Fungrim entries involving variables are applied using pattern matching. For example, Fungrim has an entry for the identity $\sin(z)^2 + \cos(z)^2 = 1$ (for any complex number $z$), as well as an entry for $\operatorname{erf}(z) + \operatorname{erfc}(z) = 1$:

>>> brain.simple(Sin(1)**2 + Cos(1)**2)
1
>>> brain.simple(Erf(Sin(1)**2 + Cos(1)**2) + Erfc(1))
1

Here is an even more interesting example: entry 463077 in Fungrim gives the integration rule $$\int_{z}^{\infty} \frac{1}{{\left(a x + b\right)}^{c}} \, dx = \frac{1}{a \left(c - 1\right) {\left(a z + b\right)}^{c - 1}}$$ with the stated assumptions $a \in \mathbb{R} \,\mathbin{\operatorname{and}}\, b \in \mathbb{R} \,\mathbin{\operatorname{and}}\, c \in \mathbb{R} \,\mathbin{\operatorname{and}}\, z \in \mathbb{R} \,\mathbin{\operatorname{and}}\, a > 0 \,\mathbin{\operatorname{and}}\, a z + b > 0 \,\mathbin{\operatorname{and}}\, c > 1$. Sure enough, it works:

>>> brain.simple(2 * Integral(1/(2*x+3)**Div(3,2), For(x, 1, Infinity)))
Mul(2, Pow(5, Div(-1, 2)))

Note that assumptions are handled correctly: the rule is not applied when the integral does not converge:

>>> brain.simple(2 * Integral(1/(2*x+3)**Div(1,2), For(x, 1, Infinity)))
Mul(2, Integral(Div(1, Pow(Add(Mul(2, x), 3), Div(1, 2))), For(x, 1, Infinity)))

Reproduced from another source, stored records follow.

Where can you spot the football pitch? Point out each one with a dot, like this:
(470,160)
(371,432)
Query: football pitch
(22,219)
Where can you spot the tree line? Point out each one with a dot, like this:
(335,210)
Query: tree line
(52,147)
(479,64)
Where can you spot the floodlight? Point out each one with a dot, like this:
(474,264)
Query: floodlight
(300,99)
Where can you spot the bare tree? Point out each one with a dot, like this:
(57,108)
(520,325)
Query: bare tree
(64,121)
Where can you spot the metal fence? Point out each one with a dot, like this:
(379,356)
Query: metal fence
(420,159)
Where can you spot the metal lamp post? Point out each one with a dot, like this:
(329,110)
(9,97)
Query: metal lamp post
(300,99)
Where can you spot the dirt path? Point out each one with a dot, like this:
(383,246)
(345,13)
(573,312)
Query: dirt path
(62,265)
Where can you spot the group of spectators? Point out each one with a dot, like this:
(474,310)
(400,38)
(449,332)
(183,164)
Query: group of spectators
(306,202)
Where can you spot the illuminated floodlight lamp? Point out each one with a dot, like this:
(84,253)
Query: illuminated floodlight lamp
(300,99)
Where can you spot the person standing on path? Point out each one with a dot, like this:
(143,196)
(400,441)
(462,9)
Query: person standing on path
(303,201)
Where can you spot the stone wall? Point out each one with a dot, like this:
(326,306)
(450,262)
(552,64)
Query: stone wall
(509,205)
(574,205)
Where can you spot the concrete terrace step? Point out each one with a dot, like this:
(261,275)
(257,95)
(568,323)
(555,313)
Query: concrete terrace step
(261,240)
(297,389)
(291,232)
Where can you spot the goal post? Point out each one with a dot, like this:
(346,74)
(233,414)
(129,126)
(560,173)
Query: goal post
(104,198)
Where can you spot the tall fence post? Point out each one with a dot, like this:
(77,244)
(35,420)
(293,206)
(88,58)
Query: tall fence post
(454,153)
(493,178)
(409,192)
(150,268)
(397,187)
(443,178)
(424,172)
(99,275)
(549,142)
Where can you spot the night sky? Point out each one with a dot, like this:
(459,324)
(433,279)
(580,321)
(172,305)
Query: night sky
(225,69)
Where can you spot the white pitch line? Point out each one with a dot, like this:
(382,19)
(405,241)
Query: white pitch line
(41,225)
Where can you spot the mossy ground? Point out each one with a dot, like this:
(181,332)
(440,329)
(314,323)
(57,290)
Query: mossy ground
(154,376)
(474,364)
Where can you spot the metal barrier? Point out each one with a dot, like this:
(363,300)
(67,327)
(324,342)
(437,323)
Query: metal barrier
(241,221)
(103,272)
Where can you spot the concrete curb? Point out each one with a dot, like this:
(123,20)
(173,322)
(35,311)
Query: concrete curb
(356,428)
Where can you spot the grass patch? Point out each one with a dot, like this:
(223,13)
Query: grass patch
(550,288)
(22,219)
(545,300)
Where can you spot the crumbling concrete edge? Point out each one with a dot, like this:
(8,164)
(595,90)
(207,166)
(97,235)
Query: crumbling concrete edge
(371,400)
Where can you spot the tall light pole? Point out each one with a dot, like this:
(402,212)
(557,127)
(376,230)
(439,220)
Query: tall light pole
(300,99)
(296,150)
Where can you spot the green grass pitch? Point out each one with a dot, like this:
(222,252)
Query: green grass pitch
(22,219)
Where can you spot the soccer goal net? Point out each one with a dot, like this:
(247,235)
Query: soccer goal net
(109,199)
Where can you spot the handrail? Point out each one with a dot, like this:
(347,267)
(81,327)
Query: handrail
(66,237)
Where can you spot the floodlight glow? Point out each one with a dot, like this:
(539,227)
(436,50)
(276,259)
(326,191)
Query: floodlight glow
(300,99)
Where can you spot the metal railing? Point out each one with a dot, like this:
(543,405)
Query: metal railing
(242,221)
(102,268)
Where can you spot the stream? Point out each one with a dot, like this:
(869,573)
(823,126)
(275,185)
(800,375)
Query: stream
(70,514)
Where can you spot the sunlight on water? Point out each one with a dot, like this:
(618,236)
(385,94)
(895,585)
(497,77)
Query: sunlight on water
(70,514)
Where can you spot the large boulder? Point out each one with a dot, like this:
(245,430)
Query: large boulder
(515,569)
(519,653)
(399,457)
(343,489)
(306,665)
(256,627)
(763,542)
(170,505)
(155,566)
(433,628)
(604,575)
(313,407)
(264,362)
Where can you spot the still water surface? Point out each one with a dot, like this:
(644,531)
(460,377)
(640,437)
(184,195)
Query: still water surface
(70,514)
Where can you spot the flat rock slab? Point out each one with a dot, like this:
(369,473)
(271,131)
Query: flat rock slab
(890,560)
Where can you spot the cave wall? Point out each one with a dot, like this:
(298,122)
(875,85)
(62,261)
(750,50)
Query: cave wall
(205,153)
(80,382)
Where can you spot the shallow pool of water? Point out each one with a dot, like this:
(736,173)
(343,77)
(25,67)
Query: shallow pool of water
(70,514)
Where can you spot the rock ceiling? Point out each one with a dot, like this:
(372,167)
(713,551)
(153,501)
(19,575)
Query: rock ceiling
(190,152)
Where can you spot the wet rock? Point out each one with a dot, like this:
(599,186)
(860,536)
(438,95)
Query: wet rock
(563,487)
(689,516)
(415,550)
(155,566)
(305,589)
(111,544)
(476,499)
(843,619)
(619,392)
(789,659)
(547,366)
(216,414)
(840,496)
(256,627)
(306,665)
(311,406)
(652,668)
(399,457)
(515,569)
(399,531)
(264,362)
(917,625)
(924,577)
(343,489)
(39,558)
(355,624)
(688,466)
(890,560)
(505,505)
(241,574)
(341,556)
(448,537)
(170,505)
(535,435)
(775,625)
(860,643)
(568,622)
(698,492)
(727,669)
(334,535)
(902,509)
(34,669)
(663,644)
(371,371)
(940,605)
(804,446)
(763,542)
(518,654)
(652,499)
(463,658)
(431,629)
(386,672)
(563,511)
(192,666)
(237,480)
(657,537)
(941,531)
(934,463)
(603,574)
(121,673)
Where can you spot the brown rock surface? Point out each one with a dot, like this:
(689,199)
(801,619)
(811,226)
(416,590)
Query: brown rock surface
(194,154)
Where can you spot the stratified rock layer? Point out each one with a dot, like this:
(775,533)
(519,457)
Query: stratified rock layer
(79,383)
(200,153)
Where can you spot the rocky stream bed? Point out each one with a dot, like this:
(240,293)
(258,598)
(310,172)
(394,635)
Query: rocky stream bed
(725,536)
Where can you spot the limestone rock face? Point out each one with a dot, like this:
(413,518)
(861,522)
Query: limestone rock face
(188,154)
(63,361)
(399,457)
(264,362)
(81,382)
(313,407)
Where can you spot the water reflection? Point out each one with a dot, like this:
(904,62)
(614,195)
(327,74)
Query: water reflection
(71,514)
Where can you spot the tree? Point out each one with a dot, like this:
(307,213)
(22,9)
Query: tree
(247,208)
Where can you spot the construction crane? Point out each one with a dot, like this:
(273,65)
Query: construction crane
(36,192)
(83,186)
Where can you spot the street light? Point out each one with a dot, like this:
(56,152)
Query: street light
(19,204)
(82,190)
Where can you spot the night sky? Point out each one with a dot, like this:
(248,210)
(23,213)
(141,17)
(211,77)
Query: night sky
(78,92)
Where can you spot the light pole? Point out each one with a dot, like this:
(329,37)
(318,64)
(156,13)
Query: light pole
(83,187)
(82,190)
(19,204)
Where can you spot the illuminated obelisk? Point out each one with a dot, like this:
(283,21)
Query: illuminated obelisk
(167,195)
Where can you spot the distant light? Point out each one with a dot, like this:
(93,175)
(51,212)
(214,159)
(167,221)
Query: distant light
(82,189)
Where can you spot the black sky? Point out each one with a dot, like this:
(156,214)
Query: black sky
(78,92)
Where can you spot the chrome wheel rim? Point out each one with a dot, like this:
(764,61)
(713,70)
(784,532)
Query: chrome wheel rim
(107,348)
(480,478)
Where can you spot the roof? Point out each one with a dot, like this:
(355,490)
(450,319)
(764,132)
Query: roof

It is also possible to apply Fungrim formulas one by one. For example, entry ad6c1c in Fungrim is the trigonometric identity $$\sin(a) \sin(b) = \tfrac{1}{2}\left(\cos\left(a - b\right) - \cos\left(a + b\right)\right)$$ which transforms a product of sine functions to a sum of cosines. This is arguably not a simplification (so it does not get applied automatically), but we can invoke this rewrite rule manually:

>>> brain.rewrite_fungrim(Sin(2)*Sin(Sqrt(2)), "ad6c1c")
Div(Sub(Cos(Sub(2, Sqrt(2))), Cos(Add(2, Sqrt(2)))), 2)

If any of this seems impressive, I'm afraid I have to temper your expectations!

Considering these problems, this is just a proof of concept, and a lot needs to be done before Pygrim can compete with other computer algebra systems.

Performance

Right now, I'm only concerned about making the rewriting and simplification algorithms powerful and correct. I haven't looked at performance optimization at all. Indeed, there are lots of obvious things that can be optimized. The symbolic computation code is still quite stupid; it does a lot of redundant work (recomputes the same thing over and over) and sometimes uses algorithms with poor complexity. On top of that, a lot could be gained by implementing core symbolic operations in something other than Python. Such optimizations are a goal for the more distant future.